Tuhan Yesus pernah berjumpa dengan seorang pemuda yang memiliki segalanya, kekayaan, jabatan, relasi dan bahkan kualitas keagamaan tertentu. Pemuda itu mengaku bahwa ia telah mengikuti hukum Taurat sejak masa mudanya. Sungguh luarbiasa bukan? Tetapi pemuda ini sama sekali tidak tertarik untuk mengikut Yesus Kristus. Ia sudah terlanjur nyaman dengan uangnya, dengan jabatannya, relasinya dan bahkan dengan ritual-ritual keagamaannya sendiri sedemikian rupa sehingga ia bahkan tidak mau datang mengenal Dia yang adalah Tuhan sejati. Pemuda kaya itu tidak buta secara fisik, tetapi ia adalah orang yang buta secara rohani. Matanya jasmaninya bisa melihat Kristus, tetapi mata rohaninya sama sekali tidak melihat Dia.

Di dalam kehidupan nyata kita akan berjumpa pula dengan orang-orang seperti ini, semoga saja orang itu bukanlah orang yang kita lihat sehari-hari di dalam cermin. [Baca: Kisah perjumpaan Yesus Kristus dengan pemuda kaya. Klik disini]


“Ia menjadi buta”: orang Kristen yang tetap tidak bisa melihat

Mungkin Alkitab bahasa Indonesia kita kurang tepat dalam mengekspresikan kalimat atau frasa ini. Kalimat yang betul seharusnya bukan “menjadi buta,” melainkan “adalah buta.” Jadi kalimat tersebut bukan menunjukkan keadaan yang berubah, yaitu dari keadaan melek menjadi keadaan buta, melainkan sebuah ungkapan tentang keadaan yang sudah terjadi atau yang sebenarnya sudah ada di dalam diri seseorang, yaitu keadaan buta.

Ungkapan tentang orang yang buta ini, adalah gambaran dari orang yang tidak bisa melihat atau orang yang ada di dalam kegelapan. Menurut Alkitab, ini bukan suatu masalah yang kecil, tetapi merupakan sebuah persoalan yang serius dan besar. Dan sangat mungkin kita pun tidak kebal dari hal ini, sehingga sebagai orang Kristen kitapun harus hati-hati, mawas diri dan senantiasa memeriksa keadaan kerohanian kita masing-masing.
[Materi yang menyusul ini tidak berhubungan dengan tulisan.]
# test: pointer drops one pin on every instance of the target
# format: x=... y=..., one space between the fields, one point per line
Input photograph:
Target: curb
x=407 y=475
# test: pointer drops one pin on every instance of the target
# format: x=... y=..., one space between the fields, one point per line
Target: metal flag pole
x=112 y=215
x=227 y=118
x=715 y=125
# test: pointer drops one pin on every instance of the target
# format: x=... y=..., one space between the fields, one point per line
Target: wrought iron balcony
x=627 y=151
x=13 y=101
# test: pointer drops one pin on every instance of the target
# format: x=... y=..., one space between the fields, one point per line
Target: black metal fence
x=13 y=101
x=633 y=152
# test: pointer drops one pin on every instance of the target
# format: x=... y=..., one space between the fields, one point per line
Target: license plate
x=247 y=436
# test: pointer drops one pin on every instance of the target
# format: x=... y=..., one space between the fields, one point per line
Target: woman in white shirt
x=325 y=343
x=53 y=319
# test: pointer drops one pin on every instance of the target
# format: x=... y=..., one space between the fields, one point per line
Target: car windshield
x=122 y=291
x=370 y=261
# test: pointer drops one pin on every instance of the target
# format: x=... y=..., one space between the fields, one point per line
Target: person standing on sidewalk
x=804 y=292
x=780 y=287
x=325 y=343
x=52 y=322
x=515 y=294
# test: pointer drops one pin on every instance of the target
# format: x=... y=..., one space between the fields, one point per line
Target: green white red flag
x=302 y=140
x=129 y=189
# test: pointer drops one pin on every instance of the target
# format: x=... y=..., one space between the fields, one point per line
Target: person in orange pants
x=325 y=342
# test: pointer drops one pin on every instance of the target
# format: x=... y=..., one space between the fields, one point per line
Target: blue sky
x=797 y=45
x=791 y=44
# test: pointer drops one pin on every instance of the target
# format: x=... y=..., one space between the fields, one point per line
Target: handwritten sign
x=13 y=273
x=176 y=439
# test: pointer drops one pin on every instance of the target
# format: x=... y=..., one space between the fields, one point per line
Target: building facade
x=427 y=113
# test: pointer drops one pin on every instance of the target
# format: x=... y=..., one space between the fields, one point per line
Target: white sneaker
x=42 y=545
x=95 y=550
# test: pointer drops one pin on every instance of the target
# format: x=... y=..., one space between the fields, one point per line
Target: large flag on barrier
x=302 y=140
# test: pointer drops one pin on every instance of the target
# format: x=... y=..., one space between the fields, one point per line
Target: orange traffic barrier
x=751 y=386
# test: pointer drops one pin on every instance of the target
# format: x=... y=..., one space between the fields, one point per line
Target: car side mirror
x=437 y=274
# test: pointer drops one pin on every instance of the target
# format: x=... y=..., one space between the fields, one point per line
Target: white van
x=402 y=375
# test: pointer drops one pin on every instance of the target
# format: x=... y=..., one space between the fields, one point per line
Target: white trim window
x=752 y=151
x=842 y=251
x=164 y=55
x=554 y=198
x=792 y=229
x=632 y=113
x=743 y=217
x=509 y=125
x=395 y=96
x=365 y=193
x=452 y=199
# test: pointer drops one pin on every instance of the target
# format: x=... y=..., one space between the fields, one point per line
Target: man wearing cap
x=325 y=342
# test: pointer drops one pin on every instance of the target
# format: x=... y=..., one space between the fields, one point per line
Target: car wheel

Setiap kita, pada titik tertentu, pasti memiliki semacam titik buta, atau blind spot, yaitu kegagalan atau ketidakmampuan dalam melihat suatu realita, baik realita di dalam dunia ini, realita tentang diri kita sendiri, maupun terlebih lagi realita spiritual.

Sementara di sisi lain, kita tahu bahwa Tuhan tidak buta, Tuhan pasti bisa melihat segala sesuatu yang tidak bisa kita lihat. Oleh karena itu, sebagai orang Kristen kita juga harus cukup rendah hati untuk meminta pertolongan Tuhan menunjukkan hal-hal yang masih belum dapat kita lihat, agar jangan sampai kita mengira bahwa kita ini bisa melihat, menganggap diri sebagai orang Kristen sejati, padahal di hadapan Tuhan kita ini sebenarnya buta karena terus menerus gagal melihat realitas rohani yang dilihat Tuhan, atau terus menerus gagal dalam melihat rencana dan pekerjaan Tuhan di dalam dunia ini maupun di dalam diri kita sendiri.


“Dan picik”: orang percaya yang tetap picik

Jika di bagian sebelumnya kita diperingatkan akan kebutaan, maka dalam kalimat selanjutnya diperingatkan akan bahaya kepicikan. Dalam bahasa aslinya, istilah kepicikan itu sama artinya dengan short-sighted, atau berpandangan pendek. Jadi, orang yang picik adalah orang yang hanya mampu melihat dunia natural ini saja, orang itu tidak bisa melihat dunia yang supranatural.

Orang yang di dalam hidupnya tidak ada pertumbuhan rohani, yaitu mulai dari iman hingga menjadi kasih kepada semua orang, serta tidak memiliki pengenalan akan siapakah Tuhan Yesus, menurut Petrus adalah orang yang hanya bisa melihat hal-hal yang ada di dalam dunia fisikal saja. Orang seperti itu tidak mampu melihat segala sesuatu yang terjadi di dalam dunia supranatural.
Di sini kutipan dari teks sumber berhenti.